The only condition I’ve ever seen have an effect on grouse is whether or not I have a shotgun in my hand.


----------



## Trooper (Oct 18, 2007)

Ruffies will be near water.


----------



## Ray (May 10, 2018)

My boy shot this one tonight, about 100 yards from water, in thick cover, at 7800’ in elevation.


----------



## Kwalk3 (Jun 21, 2012)

Sometimes near water means within like a mile of water. Pay attention to food sources too. Beginning of the season, the grouse were chuck full of chokecherries and leaves. Last week, birds had more seeds and snowberries in their crops in the area I hunt. If you find locations that still have berries on the shrubs, should be birds nearby.


----------



## Ray (May 10, 2018)

Kwalk3 said:


> Sometimes near water means within like a mile of water. Pay attention to food sources too. Beginning of the season, the grouse were chuck full of chokecherries and leaves. Last week, birds had more seeds and snowberries in their crops in the area I hunt. If you find locations that still have berries on the shrubs, should be birds nearby.
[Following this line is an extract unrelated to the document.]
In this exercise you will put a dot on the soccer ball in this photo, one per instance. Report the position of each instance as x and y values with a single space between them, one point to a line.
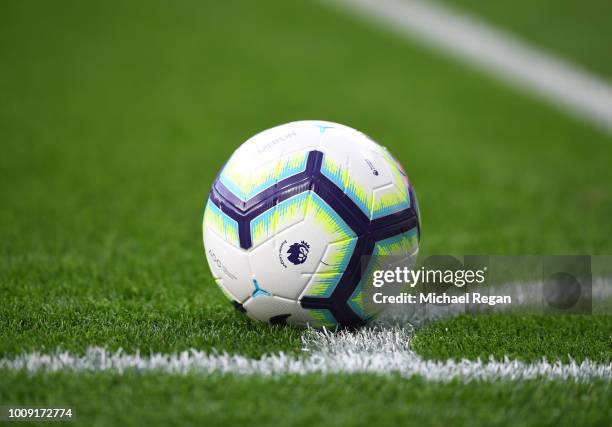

Very true, I was deer hunting the extended range Saturday, got into a covey of five grouse, about 1 mile away from the nearest water source. They were 9100'


----------



## Slap That Quack (Mar 2, 2017)

+1 on the berries, and for my area grouse were within 80 yards of water


----------



## Critter (Mar 20, 2010)

The problem with water and grouse is that if there is even just a little trickle of water they will know where it is at. Plus they can fly so what takes you a hour to hike they are there in a few flaps of the wings.


----------



## Ray (May 10, 2018)

Critter said:


> The problem with water and grouse is that if there is even just a little trickle of water they will know where it is at. Plus they can fly so what takes you a hour to hike they are there in a few flaps of the wings.


Spot on


----------